A scalpel, a word, a schism
Vivisection: to cut apart a living thing.
One night, in the midst of the CRC’s Synod, I awoke with a word in my head. Vivisection. I’m not entirely sure what to make of this early morning revelation. Some folks dream lucidly, others sweat through nightmares. Me? Apparently I receive ten-dollar words.
It might be just the peculiarity of my own gray matter arrangement, though I’m leaving open the possibility that it also might be (literally) a word from the Lord, who, I suspect, has become quite annoyed at the way his people keep carving up his body.
Vivisection means to cut apart a living thing. It would seem the word has met the moment. Like most folks who are paying attention to Synodical deliberations about human sexuality, I don’t know what the months and years to come will bring. That said, it wouldn’t be foolish to place a bet in favour of a schism.
I wish it were not so. I don’t think I’m alone in that.
Yet I’ve heard some folks make an attempt to spin an impending schism as something positive. They tell me a loving separation is possible, and the two sides can wish each other well, and then go about their separate business. Others say they don’t have the wherewithal for another extended quarrel, and so, in an effort to avoid further pain, argue that we should make the break now.
How can we sanctify schisms?
If only it were so simple. For one, “two sides” assumes a tidy binary that just isn’t there. Even in my own reflection on the complexities of human sexuality, I feel pulled in many directions at once, finding rest in one conclusion one day, and in another the next. So many others feel the same. And of course, a hastier move toward a schism might initially seem better in a pulling-a-bandaid-off kind of way, yet the pain still creates fissures through families and friendships, and will trickle down through the generations, too.

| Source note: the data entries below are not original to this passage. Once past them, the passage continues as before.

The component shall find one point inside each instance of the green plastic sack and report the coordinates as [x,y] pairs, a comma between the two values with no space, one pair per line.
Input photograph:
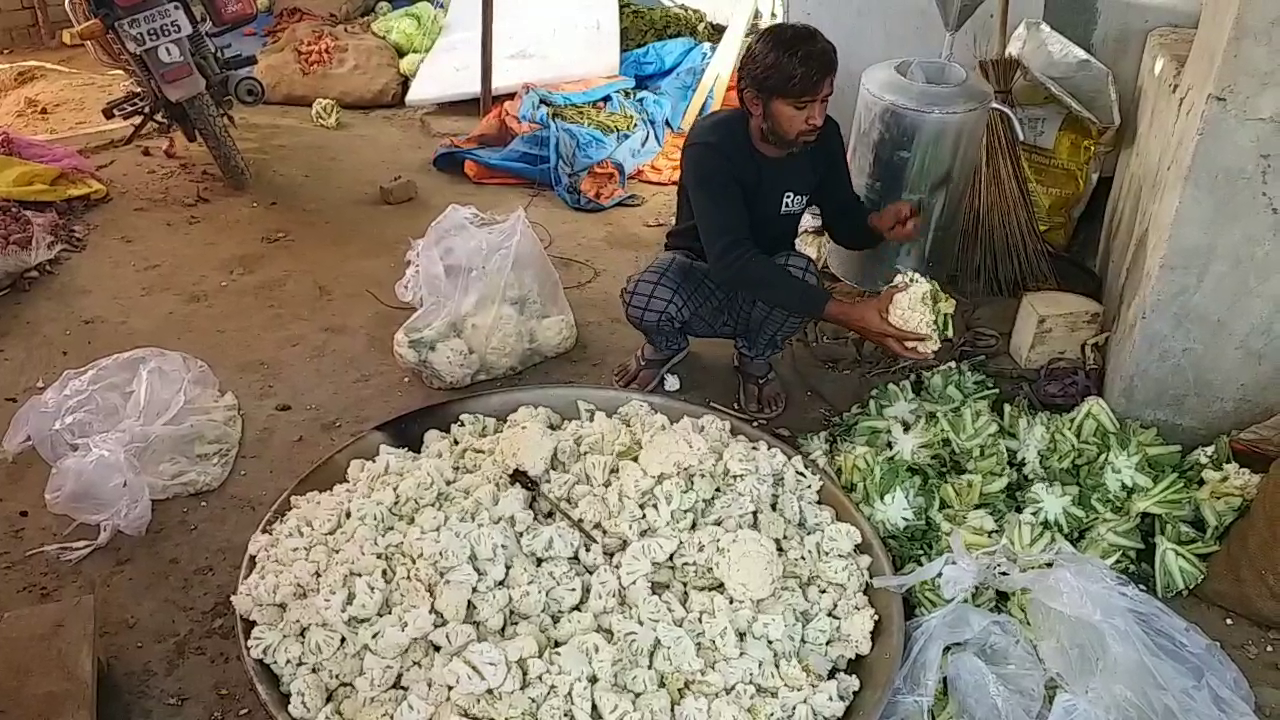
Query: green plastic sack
[410,64]
[410,30]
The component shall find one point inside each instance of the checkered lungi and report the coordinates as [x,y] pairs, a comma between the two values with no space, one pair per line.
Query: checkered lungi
[675,299]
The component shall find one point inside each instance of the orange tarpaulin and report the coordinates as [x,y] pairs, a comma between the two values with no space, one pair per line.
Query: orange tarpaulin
[664,168]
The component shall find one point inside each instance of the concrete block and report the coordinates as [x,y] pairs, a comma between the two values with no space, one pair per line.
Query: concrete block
[398,190]
[1052,324]
[49,661]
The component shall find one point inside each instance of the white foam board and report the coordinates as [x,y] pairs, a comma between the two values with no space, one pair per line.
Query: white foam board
[533,42]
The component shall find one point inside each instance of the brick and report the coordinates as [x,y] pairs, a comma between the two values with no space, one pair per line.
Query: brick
[17,19]
[398,190]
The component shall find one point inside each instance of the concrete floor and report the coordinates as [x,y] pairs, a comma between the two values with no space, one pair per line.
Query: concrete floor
[275,291]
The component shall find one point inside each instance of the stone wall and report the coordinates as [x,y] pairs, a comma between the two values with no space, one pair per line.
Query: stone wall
[18,27]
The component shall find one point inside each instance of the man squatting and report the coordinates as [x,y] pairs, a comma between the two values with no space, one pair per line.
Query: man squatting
[730,268]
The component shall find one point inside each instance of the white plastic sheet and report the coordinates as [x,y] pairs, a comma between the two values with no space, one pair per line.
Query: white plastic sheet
[138,425]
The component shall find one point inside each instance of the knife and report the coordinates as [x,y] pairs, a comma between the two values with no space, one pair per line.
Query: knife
[524,479]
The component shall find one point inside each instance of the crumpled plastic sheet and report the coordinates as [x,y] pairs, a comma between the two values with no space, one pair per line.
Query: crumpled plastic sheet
[126,429]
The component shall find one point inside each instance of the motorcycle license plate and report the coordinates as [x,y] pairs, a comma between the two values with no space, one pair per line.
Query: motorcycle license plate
[154,27]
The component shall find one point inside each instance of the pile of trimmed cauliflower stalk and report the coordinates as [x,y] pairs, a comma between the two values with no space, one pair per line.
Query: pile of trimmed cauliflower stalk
[932,456]
[430,587]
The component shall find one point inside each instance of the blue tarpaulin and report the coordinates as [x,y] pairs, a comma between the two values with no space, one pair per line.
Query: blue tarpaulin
[586,167]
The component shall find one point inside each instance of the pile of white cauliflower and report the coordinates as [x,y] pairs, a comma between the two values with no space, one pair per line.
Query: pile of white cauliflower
[492,336]
[430,587]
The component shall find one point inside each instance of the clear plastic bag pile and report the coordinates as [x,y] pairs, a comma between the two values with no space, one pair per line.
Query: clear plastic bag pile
[489,301]
[138,425]
[1088,645]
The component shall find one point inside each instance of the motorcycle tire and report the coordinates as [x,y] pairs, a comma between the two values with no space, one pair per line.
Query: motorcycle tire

It is understandable, though, that we might think this way in an effort to sanctify our schismatic tendencies, as a way to paint over the shame and guilt we might feel about standing on this precipice yet again. Generally, I’m loathe to recommend wading around in shame and guilt, but on this score, I don’t think we feel them as intensely as we should.
The dictionary tells me that the noun form of my early morning word is vivisectionist. I didn’t know that until now, but I’m grateful to receive it, too, as now I have another name for our tribe. It’s who we are, isn’t it? The history of our little communion in the broader church catholic is lousy with schism after schism after schism. It seems every forty or sixty years we decide that we just can’t live with each other any longer, and that it’s time to cut this body into ever smaller parcels. Somehow we think this shows how deep and serious is our love for God and his word.
And so we stand here again, holding the scalpel over this living body. How conventional. How callous. How pitiable.
Hi Brian,
Seeing that you are CRC, it may be safe to assume that you are not RCA, PCUSA, UCC, or other. With that in mind, does that make you a schismatic, because you do not belong to those associations?
Have you not already made choices not to associate in certain ways? And have not the people of those associations made the choice not to be associated with (in) the CRC?
So, if you leave the CRC, perhaps because you have departed from historic (and current) CRC beliefs to join one of those associations, does that make you more or less schismatic, or just making a different choice for association more in line with how you actually believe? (I am not assuming your position, but merely painting a potential scenario.)
Schism in the purest form of the term need not even mean an organizational separation, but can more basically refer to any division, rupture, or alienation within the body of Christ. To that extent, I would hope that you and the rest of the writers at CC could manage a few words of lament and rebuke for the minority in the CRC causing division, rupture, and alienation by defying church teaching and refusing to honor and submit to the judgment and authority of the church (as the office bearers and members of the CRC pledge to do, in one form or another).
Instead of that, CC has almost exclusively impugned and maligned Synod 2022 and lent aid and comfort to the schismatics within the CRC. Yes, let’s mourn schism. But let’s not confuse the issue of who is causing schism here, and along the way perhaps CC could do some soul searching on how they are fomenting schism.
“My conscience is captive to the Word of God. Thus I cannot and will not recant, because acting against one’s conscience is neither safe nor sound. Here I stand; I can do no other. God help me.”
Would you say that Martin Luther was schismatic when he uttered these words in refusing to submit to church authority?